We propose novel "clustering and conquer" procedures for the parallel large-scale ranking and selection (R&S) problem, which leverage correlation information for clustering to break the bottleneck of sample efficiency. In parallel computing environments, correlation-based clustering can achieve an $\mathcal{O}(p)$ sample complexity reduction rate, which is the optimal reduction rate theoretically attainable. Our proposed framework is versatile, allowing for seamless integration of various prevalent R&S methods under both fixed-budget and fixed-precision paradigms. It can achieve improvements without the necessity of highly accurate correlation estimation and precise clustering. In large-scale AI applications such as neural architecture search, a screening-free version of our procedure surprisingly surpasses fully-sequential benchmarks in terms of sample efficiency. This suggests that leveraging valuable structural information, such as correlation, is a viable path to bypassing the traditional need for screening via pairwise comparison--a step previously deemed essential for high sample efficiency but problematic for parallelization. Additionally, we propose a parallel few-shot clustering algorithm tailored for large-scale problems.

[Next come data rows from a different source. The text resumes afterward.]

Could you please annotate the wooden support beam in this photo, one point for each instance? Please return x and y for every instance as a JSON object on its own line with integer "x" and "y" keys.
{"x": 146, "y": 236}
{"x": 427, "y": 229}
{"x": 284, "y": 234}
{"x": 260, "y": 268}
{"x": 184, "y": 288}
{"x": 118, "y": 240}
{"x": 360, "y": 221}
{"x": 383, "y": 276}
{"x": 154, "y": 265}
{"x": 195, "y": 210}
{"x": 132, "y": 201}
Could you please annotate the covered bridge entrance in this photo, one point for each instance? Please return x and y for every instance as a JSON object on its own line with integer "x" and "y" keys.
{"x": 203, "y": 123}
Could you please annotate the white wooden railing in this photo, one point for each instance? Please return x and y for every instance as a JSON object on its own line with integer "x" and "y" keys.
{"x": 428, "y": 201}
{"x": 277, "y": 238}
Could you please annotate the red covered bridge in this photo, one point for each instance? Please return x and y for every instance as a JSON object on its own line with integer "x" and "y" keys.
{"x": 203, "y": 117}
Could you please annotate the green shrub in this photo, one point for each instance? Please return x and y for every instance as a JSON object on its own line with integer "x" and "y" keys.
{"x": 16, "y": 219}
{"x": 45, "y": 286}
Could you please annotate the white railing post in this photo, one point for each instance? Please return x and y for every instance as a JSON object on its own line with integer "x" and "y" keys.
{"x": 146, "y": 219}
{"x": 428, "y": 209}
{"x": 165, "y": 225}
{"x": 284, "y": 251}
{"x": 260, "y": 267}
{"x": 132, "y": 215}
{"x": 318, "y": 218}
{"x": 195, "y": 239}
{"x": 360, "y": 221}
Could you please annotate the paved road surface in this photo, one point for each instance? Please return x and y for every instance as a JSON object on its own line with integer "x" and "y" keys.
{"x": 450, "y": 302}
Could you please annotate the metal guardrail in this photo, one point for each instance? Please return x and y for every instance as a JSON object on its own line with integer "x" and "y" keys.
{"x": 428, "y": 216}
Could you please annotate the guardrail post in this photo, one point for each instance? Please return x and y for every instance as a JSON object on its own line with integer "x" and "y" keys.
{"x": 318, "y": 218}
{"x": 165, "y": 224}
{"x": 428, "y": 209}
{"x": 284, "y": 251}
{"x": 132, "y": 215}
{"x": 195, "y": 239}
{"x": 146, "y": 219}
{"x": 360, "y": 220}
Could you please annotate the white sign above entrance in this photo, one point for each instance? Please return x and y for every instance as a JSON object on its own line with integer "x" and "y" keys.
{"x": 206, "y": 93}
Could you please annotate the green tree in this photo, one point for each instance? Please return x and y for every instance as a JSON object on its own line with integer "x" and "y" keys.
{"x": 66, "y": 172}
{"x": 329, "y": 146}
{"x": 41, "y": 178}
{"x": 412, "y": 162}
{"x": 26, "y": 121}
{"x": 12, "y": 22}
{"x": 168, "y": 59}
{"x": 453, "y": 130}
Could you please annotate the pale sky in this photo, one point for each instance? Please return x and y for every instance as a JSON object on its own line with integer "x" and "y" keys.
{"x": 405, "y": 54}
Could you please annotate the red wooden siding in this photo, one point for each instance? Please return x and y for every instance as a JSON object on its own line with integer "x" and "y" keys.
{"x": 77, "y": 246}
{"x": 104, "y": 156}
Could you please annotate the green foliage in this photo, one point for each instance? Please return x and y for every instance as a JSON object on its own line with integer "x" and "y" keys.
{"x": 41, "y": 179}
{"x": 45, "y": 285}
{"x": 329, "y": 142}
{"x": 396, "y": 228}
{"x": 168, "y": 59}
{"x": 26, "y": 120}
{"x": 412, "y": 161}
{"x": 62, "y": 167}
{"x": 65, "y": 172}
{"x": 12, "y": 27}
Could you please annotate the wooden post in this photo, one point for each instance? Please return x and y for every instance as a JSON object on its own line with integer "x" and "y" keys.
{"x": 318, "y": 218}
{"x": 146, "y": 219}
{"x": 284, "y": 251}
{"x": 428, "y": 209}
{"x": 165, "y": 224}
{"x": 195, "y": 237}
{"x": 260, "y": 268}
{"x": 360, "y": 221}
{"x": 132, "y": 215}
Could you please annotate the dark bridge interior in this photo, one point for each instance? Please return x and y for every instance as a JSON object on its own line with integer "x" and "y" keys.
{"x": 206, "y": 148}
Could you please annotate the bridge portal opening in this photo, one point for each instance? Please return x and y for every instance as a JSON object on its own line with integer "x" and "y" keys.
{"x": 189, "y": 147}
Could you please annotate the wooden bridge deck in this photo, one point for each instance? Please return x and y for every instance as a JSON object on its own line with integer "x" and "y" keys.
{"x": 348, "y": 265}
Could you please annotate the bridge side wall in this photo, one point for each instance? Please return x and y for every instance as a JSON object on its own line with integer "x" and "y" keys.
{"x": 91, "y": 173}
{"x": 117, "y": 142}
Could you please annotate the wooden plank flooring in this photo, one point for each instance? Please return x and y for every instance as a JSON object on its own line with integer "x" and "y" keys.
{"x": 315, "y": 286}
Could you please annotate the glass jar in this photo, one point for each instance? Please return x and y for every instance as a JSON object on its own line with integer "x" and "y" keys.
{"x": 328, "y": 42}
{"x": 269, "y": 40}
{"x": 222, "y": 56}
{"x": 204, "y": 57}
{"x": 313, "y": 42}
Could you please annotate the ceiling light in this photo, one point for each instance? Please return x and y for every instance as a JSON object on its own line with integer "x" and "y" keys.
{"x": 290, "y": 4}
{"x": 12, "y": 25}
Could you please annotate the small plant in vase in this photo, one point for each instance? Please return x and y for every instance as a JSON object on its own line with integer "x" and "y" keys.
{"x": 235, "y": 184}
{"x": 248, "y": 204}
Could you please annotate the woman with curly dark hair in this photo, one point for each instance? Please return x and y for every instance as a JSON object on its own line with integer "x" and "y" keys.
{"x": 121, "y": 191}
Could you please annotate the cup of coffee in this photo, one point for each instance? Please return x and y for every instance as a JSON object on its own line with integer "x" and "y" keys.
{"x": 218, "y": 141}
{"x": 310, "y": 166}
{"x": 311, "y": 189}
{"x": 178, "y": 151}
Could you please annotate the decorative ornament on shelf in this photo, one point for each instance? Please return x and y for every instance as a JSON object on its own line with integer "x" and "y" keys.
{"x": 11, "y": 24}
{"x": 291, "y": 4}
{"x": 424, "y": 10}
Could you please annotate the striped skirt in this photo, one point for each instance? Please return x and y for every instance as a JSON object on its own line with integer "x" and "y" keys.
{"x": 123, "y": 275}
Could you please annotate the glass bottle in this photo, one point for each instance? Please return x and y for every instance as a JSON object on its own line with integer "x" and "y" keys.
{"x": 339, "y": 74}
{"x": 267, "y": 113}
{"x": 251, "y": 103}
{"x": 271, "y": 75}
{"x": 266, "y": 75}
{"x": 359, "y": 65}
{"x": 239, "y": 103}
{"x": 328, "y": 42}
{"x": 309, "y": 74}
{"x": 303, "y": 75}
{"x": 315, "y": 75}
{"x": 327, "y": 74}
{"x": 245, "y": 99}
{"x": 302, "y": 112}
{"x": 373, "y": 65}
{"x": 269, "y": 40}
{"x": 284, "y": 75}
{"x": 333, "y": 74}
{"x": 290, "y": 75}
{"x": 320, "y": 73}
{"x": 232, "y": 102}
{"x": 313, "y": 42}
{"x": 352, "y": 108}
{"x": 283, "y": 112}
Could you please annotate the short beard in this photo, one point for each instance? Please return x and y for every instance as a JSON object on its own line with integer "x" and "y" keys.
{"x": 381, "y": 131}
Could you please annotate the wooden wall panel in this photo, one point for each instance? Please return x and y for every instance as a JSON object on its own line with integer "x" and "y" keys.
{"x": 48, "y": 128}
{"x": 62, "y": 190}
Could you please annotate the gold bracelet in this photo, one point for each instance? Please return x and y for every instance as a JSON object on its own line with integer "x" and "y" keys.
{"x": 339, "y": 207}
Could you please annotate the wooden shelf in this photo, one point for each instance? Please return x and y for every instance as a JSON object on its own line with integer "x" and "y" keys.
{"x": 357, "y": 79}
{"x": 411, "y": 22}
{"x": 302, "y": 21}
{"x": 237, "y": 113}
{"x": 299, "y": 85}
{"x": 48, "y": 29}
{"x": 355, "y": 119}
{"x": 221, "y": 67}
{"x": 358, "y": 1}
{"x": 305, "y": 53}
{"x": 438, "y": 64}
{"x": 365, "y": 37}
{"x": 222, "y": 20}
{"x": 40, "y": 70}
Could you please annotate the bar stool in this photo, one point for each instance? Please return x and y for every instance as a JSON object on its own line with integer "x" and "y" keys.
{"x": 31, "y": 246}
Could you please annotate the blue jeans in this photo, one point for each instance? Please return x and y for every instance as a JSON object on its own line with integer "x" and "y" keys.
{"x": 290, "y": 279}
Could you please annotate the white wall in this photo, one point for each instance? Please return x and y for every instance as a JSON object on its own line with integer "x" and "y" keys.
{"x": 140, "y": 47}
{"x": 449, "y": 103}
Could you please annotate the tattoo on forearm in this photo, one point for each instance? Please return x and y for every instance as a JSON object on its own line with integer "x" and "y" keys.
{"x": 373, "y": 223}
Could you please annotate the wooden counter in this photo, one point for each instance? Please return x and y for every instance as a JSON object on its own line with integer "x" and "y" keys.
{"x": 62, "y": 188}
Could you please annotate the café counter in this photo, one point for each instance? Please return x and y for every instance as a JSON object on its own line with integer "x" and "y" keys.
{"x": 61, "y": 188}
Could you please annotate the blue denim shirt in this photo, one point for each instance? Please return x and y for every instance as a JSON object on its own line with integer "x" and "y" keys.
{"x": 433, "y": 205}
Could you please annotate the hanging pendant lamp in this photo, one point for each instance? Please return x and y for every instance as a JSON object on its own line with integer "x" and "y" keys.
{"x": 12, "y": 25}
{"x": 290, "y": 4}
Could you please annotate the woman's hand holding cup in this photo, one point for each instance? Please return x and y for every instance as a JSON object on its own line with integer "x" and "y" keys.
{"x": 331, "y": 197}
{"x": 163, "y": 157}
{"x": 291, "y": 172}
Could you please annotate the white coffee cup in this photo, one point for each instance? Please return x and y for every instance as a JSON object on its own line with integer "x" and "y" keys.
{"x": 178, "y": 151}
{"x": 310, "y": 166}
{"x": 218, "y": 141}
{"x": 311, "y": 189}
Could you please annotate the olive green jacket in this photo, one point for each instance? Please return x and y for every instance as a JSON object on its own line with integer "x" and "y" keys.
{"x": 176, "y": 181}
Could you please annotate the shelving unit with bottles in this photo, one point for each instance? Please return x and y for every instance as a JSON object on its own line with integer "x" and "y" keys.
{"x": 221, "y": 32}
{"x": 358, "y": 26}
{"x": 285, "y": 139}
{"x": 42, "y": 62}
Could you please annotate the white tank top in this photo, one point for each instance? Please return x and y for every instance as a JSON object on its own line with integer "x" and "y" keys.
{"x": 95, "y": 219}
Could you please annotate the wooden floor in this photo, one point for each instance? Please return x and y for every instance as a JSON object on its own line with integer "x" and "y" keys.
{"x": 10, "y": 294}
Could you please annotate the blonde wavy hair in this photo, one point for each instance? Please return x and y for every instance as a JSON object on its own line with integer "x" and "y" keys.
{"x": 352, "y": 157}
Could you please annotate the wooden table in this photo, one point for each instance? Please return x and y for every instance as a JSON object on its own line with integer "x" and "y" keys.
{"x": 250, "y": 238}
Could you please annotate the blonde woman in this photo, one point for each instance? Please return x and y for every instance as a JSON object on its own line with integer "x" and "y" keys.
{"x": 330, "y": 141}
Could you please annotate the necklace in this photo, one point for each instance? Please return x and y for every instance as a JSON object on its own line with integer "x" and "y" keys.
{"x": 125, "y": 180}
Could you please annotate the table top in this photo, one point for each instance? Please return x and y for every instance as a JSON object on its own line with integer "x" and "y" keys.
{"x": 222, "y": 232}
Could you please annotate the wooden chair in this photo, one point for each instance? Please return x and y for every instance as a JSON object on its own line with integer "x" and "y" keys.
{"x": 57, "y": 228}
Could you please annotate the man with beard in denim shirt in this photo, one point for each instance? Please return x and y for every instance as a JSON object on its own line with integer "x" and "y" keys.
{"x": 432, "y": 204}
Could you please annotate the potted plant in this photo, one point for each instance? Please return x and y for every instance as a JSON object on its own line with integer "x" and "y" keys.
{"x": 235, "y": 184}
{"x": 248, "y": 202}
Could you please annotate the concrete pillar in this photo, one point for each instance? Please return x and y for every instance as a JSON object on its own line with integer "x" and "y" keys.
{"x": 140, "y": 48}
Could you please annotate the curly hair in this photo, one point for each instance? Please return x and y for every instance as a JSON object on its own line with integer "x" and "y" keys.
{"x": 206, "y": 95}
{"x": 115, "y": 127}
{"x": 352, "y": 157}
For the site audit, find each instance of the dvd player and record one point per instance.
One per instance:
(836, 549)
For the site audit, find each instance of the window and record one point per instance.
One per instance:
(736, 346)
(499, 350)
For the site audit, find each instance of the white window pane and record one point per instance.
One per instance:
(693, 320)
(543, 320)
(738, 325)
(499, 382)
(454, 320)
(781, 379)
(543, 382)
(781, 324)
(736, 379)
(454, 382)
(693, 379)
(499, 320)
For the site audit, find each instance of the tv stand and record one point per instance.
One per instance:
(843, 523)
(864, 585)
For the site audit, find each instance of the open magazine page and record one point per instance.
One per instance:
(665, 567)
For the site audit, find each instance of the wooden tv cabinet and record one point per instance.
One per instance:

翻译：我们提出了针对并行大规模排序与选择（R&S）问题的新型"聚类分治"方法，该方法利用相关性信息进行聚类以突破样本效率瓶颈。在并行计算环境下，基于相关性的聚类可实现$\mathcal{O}(p)$的样本复杂度缩减率，这是理论上可达的最优缩减率。我们提出的框架具有通用性，可无缝集成固定预算与固定精度范式下各类主流的R&S方法，且无需高度精确的相关性估计与精准聚类即可实现性能提升。在大规模人工智能应用（如神经架构搜索）中，我们方法的一种无筛选变体在样本效率上意外地超越了全序列基准方法。这表明利用相关性等有价值的结构信息，是绕过传统配对比较筛选步骤的可行途径——该步骤虽曾被视作高样本效率的关键，却难以并行化。此外，我们还提出了适用于大规模问题的并行小样本聚类算法。